By Sally Wadyka
1. Contrary to popular belief, the number one catalyst for laughter isn't a joke: It's interacting with another person.
2. That's because the modern-day ha-ha! probably evolved as a form of communication. Our primate ancestors used a similar sound—a sort of pant-pant—to reassure one another that their rough-and-tumble play was all in good fun and not an attack, says Robert R. Provine, a professor of psychology at the University of Maryland, Baltimore County, the author of Curious Behavior, and one of the foremost experts on laughter.
3. One of Provine's earliest experiments proved that just listening to recorded laughing could evoke fits of giggles in subjects (which is why television studios use laugh tracks on sitcoms). In fact, according to his research, you're 30 times more likely to laugh when someone else is around than when you're by yourself.
4. The ideal number of words in a joke? 103.
5. "There is no magic formula or key for what's funny," says Scott Weems, Ph.D., a research scientist at the University of Maryland, College Park, and the author of Ha! The Science of When We Laugh and Why. But, in general, he says, what often makes us laugh is when our brain is expecting one thing and then, in the space of a few words, that expectation is turned on its head. Take the classic Groucho Marx joke: "One morning I shot an elephant in my pajamas. How he got in my pajamas, I don't know."
6. Ten to 15 minutes of daily laughing burns 10 to 40 calories.
7. Our appreciation for the unexpected starts as early as infancy, although on a very basic level. "Parents will notice that they can elicit a giggle from their baby by making a funny face, talking in a funny voice, or playing peekaboo," says Merideth Gattis, Ph.D., a psychologist at Cardiff University, in Wales.
8. British psychologist Richard Wiseman, Ph.D., the author of Quirkology, has revealed clear regional preferences for what we find funny. Americans often like jokes that include a sense of superiority. (Texan: "Where are you from?" Harvard grad: "I come from a place where we do not end our sentences with prepositions." Texan: "OK, where are you from, jackass?") Europeans tend to laugh at jokes that make light of anxiety-provoking topics, like marriage and illness. (A patient says, "Doctor, last night I made a Freudian slip. I was having dinner with my mother-in-law and wanted to say, 'Could you please pass the butter?' But instead I said, 'You silly cow. You have completely ruined my life.'") And Brits?

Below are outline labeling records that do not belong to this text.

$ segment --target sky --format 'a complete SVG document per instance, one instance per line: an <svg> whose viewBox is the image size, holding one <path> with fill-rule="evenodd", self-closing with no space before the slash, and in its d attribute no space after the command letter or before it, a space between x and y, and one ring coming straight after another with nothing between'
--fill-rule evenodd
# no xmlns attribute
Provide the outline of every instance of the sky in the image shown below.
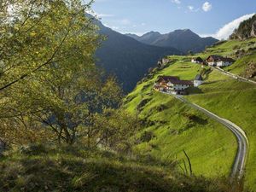
<svg viewBox="0 0 256 192"><path fill-rule="evenodd" d="M222 39L256 13L256 0L95 0L92 9L105 26L121 33L189 28Z"/></svg>

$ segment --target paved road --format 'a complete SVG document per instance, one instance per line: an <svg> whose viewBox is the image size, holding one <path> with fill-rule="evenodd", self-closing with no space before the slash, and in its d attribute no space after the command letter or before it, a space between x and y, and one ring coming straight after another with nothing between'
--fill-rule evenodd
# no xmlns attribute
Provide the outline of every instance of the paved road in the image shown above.
<svg viewBox="0 0 256 192"><path fill-rule="evenodd" d="M165 92L163 92L165 93ZM166 94L166 93L165 93ZM230 172L230 177L236 178L241 178L242 177L245 164L246 164L246 159L247 159L247 148L248 148L248 140L246 136L246 133L242 131L241 128L235 125L234 123L218 117L218 115L214 114L213 113L195 104L189 102L188 100L183 98L181 96L168 94L175 96L177 99L190 105L192 108L198 109L204 113L208 117L217 120L218 122L221 123L224 126L226 126L229 130L230 130L233 134L236 136L237 143L238 143L238 148L236 152L236 156L233 164L232 172Z"/></svg>
<svg viewBox="0 0 256 192"><path fill-rule="evenodd" d="M253 81L251 79L246 79L246 78L243 78L243 77L241 77L239 75L236 75L236 74L233 74L230 72L227 72L222 68L219 68L218 67L212 67L213 69L216 69L218 70L218 72L222 73L224 75L228 75L233 79L236 79L236 80L239 80L239 81L242 81L242 82L246 82L246 83L251 83L251 84L256 84L256 81Z"/></svg>

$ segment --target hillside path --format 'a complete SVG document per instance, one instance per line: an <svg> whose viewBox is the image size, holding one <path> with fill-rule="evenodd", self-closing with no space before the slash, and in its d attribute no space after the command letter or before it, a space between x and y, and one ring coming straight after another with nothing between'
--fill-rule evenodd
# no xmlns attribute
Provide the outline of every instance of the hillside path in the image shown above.
<svg viewBox="0 0 256 192"><path fill-rule="evenodd" d="M240 80L240 81L243 81L243 82L247 82L247 83L252 83L252 84L256 85L256 81L253 81L249 79L246 79L246 78L241 77L239 75L236 75L234 73L227 72L227 71L225 71L225 70L224 70L220 67L212 67L212 68L218 70L218 72L222 73L224 75L228 75L228 76L230 76L233 79L236 79L236 80Z"/></svg>
<svg viewBox="0 0 256 192"><path fill-rule="evenodd" d="M243 175L243 172L245 169L245 164L246 164L246 159L247 159L247 154L248 150L248 139L246 136L246 133L244 131L235 125L234 123L223 119L215 113L201 108L201 106L189 102L187 99L183 98L182 96L177 96L177 95L173 95L173 94L169 94L166 92L162 92L164 94L171 95L177 99L182 101L183 102L185 102L191 106L192 108L200 110L208 117L217 120L220 124L224 125L225 127L227 127L230 131L232 131L232 133L236 136L237 143L238 143L238 148L236 155L236 159L233 164L232 171L230 172L230 177L231 179L236 178L236 177L238 178L241 178Z"/></svg>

Wiseman finds that they are tickled most by wordplay. (Patient: "Doctor, I've got a strawberry stuck up my bum." Doctor: "I've got some cream for that.")
9. An adult laughs an estimates 15 to 20 times a day.

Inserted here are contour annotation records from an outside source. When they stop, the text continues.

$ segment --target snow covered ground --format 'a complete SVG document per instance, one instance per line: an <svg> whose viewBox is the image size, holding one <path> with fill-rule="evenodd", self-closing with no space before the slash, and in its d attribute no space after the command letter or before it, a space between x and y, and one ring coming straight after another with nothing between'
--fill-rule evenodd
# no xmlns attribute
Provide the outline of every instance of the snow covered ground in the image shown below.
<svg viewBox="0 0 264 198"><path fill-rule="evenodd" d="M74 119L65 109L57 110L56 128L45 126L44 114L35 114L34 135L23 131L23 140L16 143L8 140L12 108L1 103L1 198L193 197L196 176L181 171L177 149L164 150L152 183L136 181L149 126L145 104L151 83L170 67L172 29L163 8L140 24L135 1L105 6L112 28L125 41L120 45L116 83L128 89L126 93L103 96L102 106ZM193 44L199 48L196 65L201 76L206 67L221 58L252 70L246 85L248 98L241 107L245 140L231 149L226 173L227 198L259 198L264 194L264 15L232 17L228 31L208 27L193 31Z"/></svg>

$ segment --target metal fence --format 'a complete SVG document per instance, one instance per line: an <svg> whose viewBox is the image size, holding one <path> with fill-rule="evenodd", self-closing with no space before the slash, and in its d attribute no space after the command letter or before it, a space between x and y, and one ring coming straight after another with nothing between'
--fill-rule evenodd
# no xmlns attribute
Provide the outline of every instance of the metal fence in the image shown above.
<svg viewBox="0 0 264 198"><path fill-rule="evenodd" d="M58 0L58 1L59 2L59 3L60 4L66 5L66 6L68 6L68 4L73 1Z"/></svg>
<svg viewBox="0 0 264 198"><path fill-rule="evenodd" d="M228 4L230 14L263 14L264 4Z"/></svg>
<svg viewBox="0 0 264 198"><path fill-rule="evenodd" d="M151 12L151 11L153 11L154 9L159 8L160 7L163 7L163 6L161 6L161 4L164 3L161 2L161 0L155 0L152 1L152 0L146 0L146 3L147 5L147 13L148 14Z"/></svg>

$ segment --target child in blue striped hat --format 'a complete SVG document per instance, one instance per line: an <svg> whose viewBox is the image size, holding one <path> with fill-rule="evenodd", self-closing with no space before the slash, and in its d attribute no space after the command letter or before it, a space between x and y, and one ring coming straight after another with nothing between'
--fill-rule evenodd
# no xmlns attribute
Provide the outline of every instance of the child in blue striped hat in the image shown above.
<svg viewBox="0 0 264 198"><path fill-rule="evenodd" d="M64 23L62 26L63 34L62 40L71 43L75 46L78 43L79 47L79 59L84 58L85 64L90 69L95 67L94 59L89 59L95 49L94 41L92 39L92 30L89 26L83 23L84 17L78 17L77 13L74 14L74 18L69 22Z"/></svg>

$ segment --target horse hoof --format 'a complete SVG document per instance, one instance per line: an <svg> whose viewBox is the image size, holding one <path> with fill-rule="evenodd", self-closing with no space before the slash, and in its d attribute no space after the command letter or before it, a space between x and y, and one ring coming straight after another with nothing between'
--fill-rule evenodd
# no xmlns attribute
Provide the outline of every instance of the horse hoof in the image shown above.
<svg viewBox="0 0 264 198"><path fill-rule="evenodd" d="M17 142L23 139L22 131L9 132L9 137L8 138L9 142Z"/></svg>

10. "The same pleasure sensors in the brain that are activated when we eat chocolate become active when we find something funny," says Weems. "It's a natural high." In fact, a 2003 brain-scan study published in the journal Neuron found that the dopamine reward centers and pathways in the brains of subjects lit up when they were treated to a funny cartoon, but not when they were shown an unfunny version.

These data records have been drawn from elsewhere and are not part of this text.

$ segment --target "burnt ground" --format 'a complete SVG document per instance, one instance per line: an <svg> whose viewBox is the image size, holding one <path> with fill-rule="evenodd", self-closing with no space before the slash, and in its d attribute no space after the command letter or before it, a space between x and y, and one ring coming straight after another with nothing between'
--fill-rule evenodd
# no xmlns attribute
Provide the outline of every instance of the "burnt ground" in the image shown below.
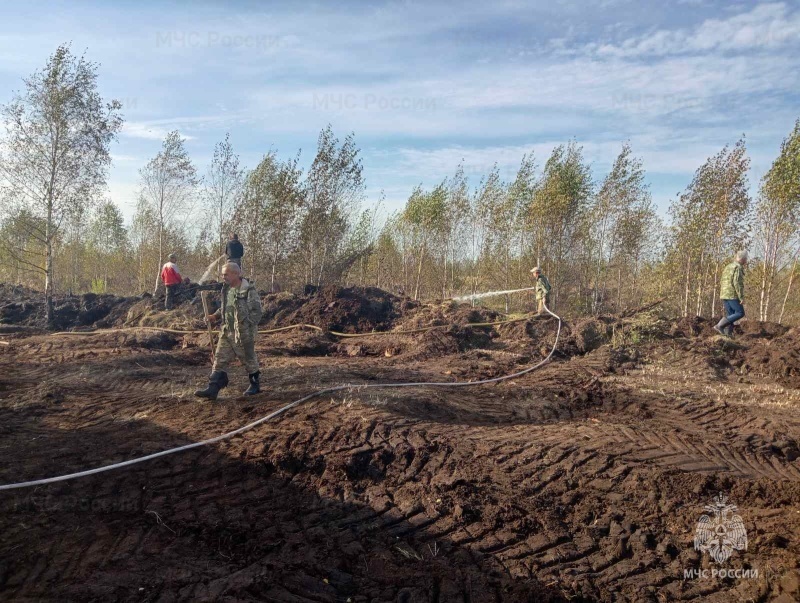
<svg viewBox="0 0 800 603"><path fill-rule="evenodd" d="M239 395L239 368L212 404L192 396L206 335L7 324L0 483L213 437L325 386L508 374L555 333L377 290L264 301L265 327L441 328L265 335L264 393ZM125 303L115 326L200 324L196 303ZM797 600L800 330L742 326L731 342L652 312L567 322L553 362L511 381L353 389L215 446L0 492L0 598ZM748 535L723 566L693 548L719 493ZM684 577L720 567L758 576Z"/></svg>

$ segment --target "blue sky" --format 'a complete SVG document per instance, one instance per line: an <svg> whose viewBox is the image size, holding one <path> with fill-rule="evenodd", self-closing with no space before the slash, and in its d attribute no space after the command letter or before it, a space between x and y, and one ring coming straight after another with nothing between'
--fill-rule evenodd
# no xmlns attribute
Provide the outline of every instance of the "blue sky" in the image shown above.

11. Research has linked laughter with boosts in immune function, pain tolerance, cardiovascular health and maybe even memory retention.
12. A typical 10-minute conversation has an average of 5.8 bouts of laughter.
13. Even those with zero sense of humor can reap the benefits of laughter. How? Fake it. A 2002 study in Psychological Reports reveals that forcing yourself to laugh (or even just to smile) can improve your mood. The human brain is not able to distinguish spontaneous laughter from self-induced; therefore the corresponding health-related benefits are alleged to be alike, according to a 2010 report in Alternative Therapies in Health and Medicine by Ramon Mora-Ripoll, M.D., Ph.D., an advisory board member of the Laughter Online University, a supplier of online laughter education.